By restricting access to the PTAB, the proposed rule would be a step backward to an environment that allows low quality patents to stifle technological progress, directly in conflict with the legislation Congress passed to enable the public to remove bad patents.

A stated goal of the changes by the USPTO is to protect against “patentee harassment,” but, in our experience, this is a solution in search of a problem. On the contrary, allowing anyone to weed out low quality patents is vital to protect innovation and promote the public interest.
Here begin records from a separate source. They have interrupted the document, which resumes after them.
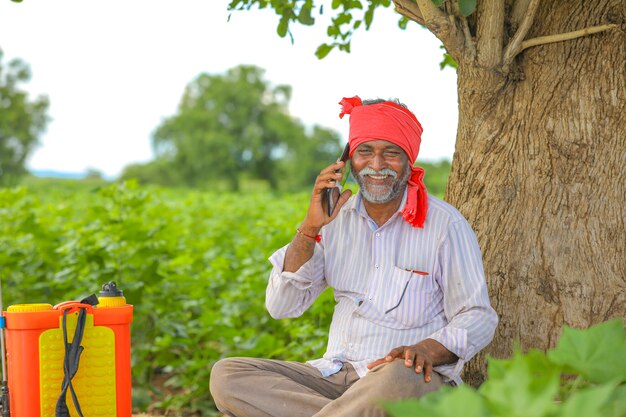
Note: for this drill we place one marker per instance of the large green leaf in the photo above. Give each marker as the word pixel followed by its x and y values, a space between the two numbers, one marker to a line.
pixel 597 353
pixel 524 385
pixel 590 402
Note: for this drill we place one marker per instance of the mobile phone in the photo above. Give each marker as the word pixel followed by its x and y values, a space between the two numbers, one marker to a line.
pixel 333 193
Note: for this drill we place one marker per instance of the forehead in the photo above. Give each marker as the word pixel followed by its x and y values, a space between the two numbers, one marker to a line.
pixel 378 145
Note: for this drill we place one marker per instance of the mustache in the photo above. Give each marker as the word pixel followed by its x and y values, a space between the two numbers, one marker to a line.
pixel 384 171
Weak patents asserted widely against our ecosystems introduce friction in the innovation cycle, hinder developers’ creativity, and impede freedom to make technological advancements. By ensuring we all have the right to advise the patent office that it granted a patent it shouldn’t have, we can ensure a fair and equitable patent system that fosters innovation and benefits all.

Taking action

We urge all developers and supporters–whether a student, open source maintainer, or enterprise (see Microsoft’s comment)–to voice their opposition today to the proposed rules using the USPTO’s public comment system. Regardless of the length or technicality of your comments, your input is vital in safeguarding innovation and advocating for a patent system that serves developers’ interests. Together, we can defend our right to challenge junk patents, protect developers from patent abuse, and foster an environment that nurtures innovation.